If you have seen the Comment posted in response to yesterday's article, NEW PILOT ALTERNATIVE PAYMENT AND SETTLEMENT SYSTEM OF FOUR CARIBBEAN CENTRAL BANKS ANNOUNCED, AVOIDING THE ROUTING OF CBI MONEY THROUGH THE U.S. BANKING SYSTEM, here is the relevant section:
"Thanks for posting Kenneth Rijock . As we see this will not just assist CBI programs but also avoid or circumvent regularly checks... The question is what the corresponding banks and the regulators will do to these banks."
The three banks involved in the proposed program, in Barbados, the Bahamas and a yet-unnamed third Caribbean state located outside the ECCB, could lose all their US correspondent banking relationships, in response to what is an obvious effort to evade American banking best practices compliance programs. Perhaps American regulators, such as FinCEN and OFAC, now under new leadership, might choose to mete out sanctions, and even civil penalties.

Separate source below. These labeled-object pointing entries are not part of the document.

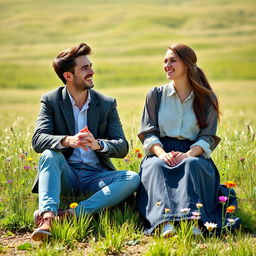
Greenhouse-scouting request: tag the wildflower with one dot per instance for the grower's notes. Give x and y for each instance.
(8, 159)
(139, 155)
(85, 129)
(223, 199)
(166, 210)
(231, 209)
(196, 214)
(199, 205)
(210, 226)
(242, 159)
(195, 217)
(230, 220)
(30, 159)
(230, 184)
(137, 150)
(73, 205)
(22, 156)
(185, 210)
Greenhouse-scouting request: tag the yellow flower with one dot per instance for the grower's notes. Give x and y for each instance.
(30, 159)
(166, 210)
(230, 184)
(73, 205)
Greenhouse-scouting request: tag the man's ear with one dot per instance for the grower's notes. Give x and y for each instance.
(68, 76)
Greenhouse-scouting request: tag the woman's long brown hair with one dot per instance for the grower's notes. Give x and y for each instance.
(200, 85)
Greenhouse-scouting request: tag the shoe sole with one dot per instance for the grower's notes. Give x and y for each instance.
(41, 235)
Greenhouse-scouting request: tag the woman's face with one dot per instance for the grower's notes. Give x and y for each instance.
(173, 66)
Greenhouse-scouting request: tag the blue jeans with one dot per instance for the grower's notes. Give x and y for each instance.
(57, 177)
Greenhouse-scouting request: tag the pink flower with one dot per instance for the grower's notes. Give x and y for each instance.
(223, 199)
(195, 217)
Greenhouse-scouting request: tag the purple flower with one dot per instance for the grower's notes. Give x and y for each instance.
(223, 199)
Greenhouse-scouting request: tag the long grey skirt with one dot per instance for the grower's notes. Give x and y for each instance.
(166, 191)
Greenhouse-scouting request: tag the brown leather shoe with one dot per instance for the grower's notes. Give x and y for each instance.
(43, 231)
(60, 216)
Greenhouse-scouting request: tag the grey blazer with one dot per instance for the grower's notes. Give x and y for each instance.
(56, 120)
(149, 121)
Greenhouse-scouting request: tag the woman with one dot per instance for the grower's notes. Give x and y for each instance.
(178, 132)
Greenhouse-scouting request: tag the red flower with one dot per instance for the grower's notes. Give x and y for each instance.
(231, 209)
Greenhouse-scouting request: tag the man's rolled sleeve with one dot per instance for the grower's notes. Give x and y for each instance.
(205, 146)
(149, 142)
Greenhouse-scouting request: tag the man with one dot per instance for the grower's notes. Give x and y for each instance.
(75, 161)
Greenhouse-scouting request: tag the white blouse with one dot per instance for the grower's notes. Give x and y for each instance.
(177, 119)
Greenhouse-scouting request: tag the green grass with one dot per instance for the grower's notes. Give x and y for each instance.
(119, 231)
(128, 39)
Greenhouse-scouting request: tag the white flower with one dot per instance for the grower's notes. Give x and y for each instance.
(210, 226)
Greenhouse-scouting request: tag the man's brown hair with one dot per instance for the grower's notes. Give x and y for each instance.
(65, 61)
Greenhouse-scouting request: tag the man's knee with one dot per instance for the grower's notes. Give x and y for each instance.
(134, 179)
(51, 156)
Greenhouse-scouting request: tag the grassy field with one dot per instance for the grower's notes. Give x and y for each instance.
(129, 39)
(119, 232)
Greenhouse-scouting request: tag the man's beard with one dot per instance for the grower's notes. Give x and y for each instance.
(82, 85)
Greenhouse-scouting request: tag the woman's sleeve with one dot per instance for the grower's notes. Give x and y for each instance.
(207, 138)
(149, 132)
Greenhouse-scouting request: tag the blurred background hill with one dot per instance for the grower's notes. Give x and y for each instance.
(128, 38)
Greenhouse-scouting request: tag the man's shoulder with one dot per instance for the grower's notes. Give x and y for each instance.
(102, 97)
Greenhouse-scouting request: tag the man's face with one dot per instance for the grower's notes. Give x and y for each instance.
(83, 73)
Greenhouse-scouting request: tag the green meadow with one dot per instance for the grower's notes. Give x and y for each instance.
(129, 40)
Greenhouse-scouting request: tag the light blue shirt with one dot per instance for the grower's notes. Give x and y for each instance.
(79, 155)
(177, 119)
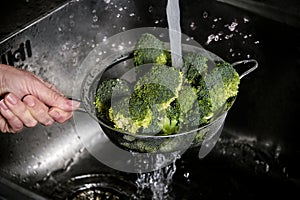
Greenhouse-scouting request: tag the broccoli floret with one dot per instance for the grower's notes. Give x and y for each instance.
(160, 85)
(171, 122)
(155, 91)
(119, 114)
(195, 66)
(106, 91)
(217, 90)
(149, 49)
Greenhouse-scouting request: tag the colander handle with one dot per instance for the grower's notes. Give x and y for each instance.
(243, 62)
(81, 107)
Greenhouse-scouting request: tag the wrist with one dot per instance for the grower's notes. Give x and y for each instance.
(3, 71)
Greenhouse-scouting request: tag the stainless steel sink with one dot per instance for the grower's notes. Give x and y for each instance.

Add to the mix what responses we might see from the global financial services industry to what can only be regarded as new and emerging threats due to what will become a regional Caribbean payments sector not prepared to meet the challenges of cross-border operations, and in dire need of professional assistance to function efficiently. Finally, linking this Caribbean structure to the African payments system, could expose it to AML/CFT threats that sector is still grappling with.
Will this create a financial hornets' next which is initially unmanageable, requiring external intervention or even abrupt termination? We cannot say, but we will be watching.